Challenges facing Newton Rigg college, near Penrith, have been mounting since an independent review found the site was not ‘financially viable’ last month, putting around 117 jobs at risk.
The Cumbria Local Enterprise Partnership (CLEP) and the University of Cumbria are taking lead roles in the group with Eden District Council and other prominent individuals including MPs Tim Farron and Neil Hudson.
CLEP chairman Lord Inglewood, a former Newton Rigg pupil, said: “We are committed to finding an alternative future for Newton Rigg and are working with potential investors to explore opportunities to achieve this. Alongside this, lead board members are working in partnership to identify what land-based provision is required, going forward. CLEP will do everything it can to secure a long term, sustainable future for Newton Rigg.

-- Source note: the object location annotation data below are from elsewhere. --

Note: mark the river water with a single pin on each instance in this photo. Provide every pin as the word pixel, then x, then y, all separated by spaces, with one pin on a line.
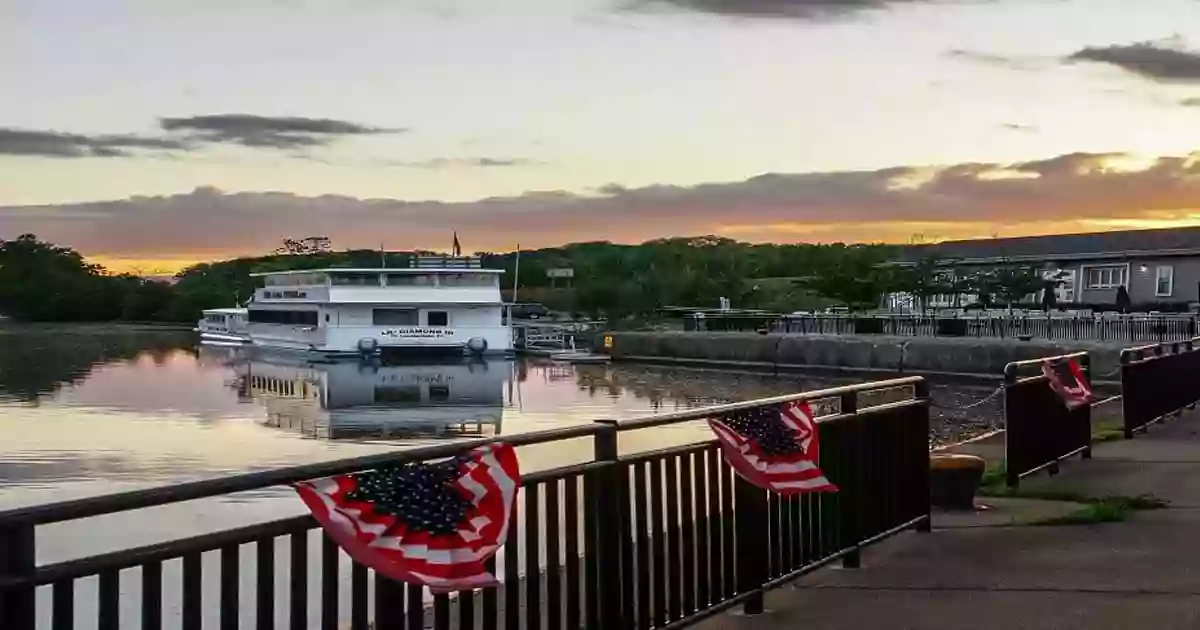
pixel 87 411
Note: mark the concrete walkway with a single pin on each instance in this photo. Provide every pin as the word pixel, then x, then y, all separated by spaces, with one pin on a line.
pixel 981 571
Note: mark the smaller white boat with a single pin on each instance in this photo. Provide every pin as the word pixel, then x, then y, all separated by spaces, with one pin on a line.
pixel 579 357
pixel 575 355
pixel 223 327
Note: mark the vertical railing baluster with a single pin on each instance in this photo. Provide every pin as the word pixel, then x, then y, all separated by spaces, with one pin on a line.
pixel 850 461
pixel 467 610
pixel 359 597
pixel 193 593
pixel 609 537
pixel 298 616
pixel 533 562
pixel 729 549
pixel 151 595
pixel 108 615
pixel 442 611
pixel 553 563
pixel 18 609
pixel 415 600
pixel 328 582
pixel 264 583
pixel 671 474
pixel 624 499
pixel 229 587
pixel 63 605
pixel 715 556
pixel 688 532
pixel 919 453
pixel 642 546
pixel 659 544
pixel 571 550
pixel 513 571
pixel 705 573
pixel 751 543
pixel 389 613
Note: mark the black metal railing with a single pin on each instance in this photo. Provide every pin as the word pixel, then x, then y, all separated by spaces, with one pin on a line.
pixel 642 540
pixel 1039 430
pixel 1157 382
pixel 1122 328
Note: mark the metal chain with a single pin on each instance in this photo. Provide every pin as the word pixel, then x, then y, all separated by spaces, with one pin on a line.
pixel 973 405
pixel 1113 373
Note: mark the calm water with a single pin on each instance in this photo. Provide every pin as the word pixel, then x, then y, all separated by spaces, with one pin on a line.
pixel 85 412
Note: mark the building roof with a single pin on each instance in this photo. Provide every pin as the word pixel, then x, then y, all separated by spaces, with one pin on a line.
pixel 381 270
pixel 1170 241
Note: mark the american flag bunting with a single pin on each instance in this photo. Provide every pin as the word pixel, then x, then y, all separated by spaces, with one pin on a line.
pixel 774 448
pixel 435 525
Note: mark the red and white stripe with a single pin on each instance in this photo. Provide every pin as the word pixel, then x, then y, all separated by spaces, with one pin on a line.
pixel 491 479
pixel 789 474
pixel 1074 395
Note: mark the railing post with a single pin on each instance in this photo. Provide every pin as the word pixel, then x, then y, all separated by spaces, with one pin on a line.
pixel 921 391
pixel 750 523
pixel 610 527
pixel 850 495
pixel 17 569
pixel 1012 474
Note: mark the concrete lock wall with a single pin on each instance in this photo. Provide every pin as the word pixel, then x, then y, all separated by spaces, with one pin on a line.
pixel 881 353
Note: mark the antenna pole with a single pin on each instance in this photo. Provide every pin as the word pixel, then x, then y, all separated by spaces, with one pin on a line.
pixel 516 274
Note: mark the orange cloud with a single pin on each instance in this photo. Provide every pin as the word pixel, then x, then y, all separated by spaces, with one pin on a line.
pixel 1074 192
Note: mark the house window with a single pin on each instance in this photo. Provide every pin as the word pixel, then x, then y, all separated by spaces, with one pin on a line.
pixel 409 280
pixel 1105 277
pixel 1164 281
pixel 395 317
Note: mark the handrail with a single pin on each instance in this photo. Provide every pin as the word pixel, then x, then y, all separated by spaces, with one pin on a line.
pixel 100 505
pixel 1143 353
pixel 1012 366
pixel 708 412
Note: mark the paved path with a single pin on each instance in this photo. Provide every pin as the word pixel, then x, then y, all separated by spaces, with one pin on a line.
pixel 982 573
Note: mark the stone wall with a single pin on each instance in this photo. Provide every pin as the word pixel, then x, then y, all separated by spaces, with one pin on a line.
pixel 863 352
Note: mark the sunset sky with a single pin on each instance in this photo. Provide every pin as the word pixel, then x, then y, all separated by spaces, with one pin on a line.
pixel 153 133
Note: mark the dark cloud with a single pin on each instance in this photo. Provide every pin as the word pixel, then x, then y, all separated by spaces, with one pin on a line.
pixel 468 162
pixel 268 132
pixel 891 203
pixel 779 9
pixel 993 59
pixel 1146 59
pixel 58 144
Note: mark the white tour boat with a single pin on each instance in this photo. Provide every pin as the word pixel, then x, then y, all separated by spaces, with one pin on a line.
pixel 223 327
pixel 337 400
pixel 438 303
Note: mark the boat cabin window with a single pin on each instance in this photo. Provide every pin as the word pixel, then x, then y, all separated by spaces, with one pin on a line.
pixel 409 280
pixel 468 280
pixel 395 317
pixel 299 318
pixel 354 280
pixel 294 280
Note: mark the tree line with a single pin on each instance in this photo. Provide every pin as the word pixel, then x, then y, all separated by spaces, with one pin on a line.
pixel 42 281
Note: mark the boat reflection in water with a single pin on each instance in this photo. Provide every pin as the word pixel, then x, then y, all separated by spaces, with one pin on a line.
pixel 357 400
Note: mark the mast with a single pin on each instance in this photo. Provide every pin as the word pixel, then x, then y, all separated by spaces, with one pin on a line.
pixel 516 274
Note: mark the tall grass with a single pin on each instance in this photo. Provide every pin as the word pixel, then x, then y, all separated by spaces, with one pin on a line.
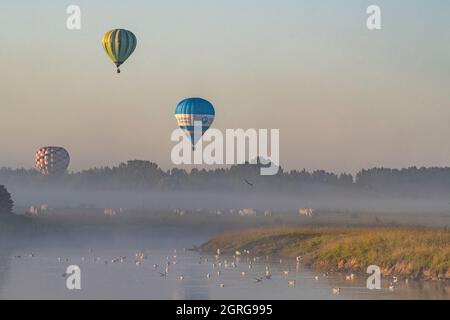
pixel 418 253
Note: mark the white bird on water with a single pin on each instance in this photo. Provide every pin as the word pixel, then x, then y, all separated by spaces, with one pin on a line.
pixel 337 291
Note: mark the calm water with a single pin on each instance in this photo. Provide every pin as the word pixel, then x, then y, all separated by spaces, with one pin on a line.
pixel 41 276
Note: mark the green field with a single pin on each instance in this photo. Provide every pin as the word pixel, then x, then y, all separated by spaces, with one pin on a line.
pixel 413 253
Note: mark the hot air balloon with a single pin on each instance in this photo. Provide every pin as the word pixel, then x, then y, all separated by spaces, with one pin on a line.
pixel 193 110
pixel 119 44
pixel 52 160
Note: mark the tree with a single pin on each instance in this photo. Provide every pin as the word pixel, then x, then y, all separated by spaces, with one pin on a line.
pixel 6 203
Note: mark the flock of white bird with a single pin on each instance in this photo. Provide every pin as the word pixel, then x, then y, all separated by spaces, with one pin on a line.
pixel 218 265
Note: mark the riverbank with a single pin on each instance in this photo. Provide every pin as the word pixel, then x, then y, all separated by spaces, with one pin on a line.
pixel 407 253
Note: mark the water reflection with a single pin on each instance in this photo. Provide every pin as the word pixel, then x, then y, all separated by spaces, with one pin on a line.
pixel 40 277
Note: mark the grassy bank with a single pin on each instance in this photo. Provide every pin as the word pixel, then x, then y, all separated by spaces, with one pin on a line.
pixel 415 253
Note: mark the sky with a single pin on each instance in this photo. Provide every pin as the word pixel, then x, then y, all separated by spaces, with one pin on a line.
pixel 343 97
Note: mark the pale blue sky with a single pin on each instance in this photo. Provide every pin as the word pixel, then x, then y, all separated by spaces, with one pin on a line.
pixel 343 97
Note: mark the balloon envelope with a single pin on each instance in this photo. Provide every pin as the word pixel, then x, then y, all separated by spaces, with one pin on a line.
pixel 119 44
pixel 193 110
pixel 52 160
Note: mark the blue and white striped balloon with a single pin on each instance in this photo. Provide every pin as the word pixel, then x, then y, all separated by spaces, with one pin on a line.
pixel 193 110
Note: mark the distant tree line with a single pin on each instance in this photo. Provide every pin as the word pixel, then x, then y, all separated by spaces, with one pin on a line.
pixel 139 174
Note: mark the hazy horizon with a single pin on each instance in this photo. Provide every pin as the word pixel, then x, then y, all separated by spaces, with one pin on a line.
pixel 343 97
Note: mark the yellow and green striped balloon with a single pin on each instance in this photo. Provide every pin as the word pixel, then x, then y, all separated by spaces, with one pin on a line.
pixel 119 44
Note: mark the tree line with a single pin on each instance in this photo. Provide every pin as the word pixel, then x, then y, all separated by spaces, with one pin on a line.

“It has clearly been very disappointing news, particularly for me personally as a former student. Here in Cumbria we see Newton Rigg as symbolic, given our land-based industries and the importance of these to Cumbria and its economy.”
It has emerged in the past week that Matt Bagley, former head of agricultural at the college and more recently of farms for Askham Bryan College, York – who has run the campus since 2011 after taking over from the University of Cumbria – is to leave his role in the coming weeks to take an estate management position in Lincolnshire.
Mr Bagley has been seen by some as a ‘champion’ of the Eden centre of learning.
With claims Newton Rigg has an annual operating deficit of £1m, lacked a “sustainable business model” and needed £20m of investment, education is set to stop in July 2021.
Julie Mennell, CLEP Board Member and University of Cumbria vice chancellor, said: “As the anchor HE Institution in Cumbria we want to step forward and work with partners to develop a strategy for land-based provision in Cumbria.
“We in the University will provide leadership to support this aim, in collaboration with CLEP’s people, employment and skills strategy group. The need for pace is understood as is the significance of addressing the long-term future of the land-based provision in our county.”
Leader of Eden council, Virginia Taylor, has pledged to support the fight to save the campus and “develop a Cumbria solution” alongside the NFU, CLA and University and College Union. A petition by Dr Hudson on his website to save Newton Rigg has gained nearly 4,000 signatures.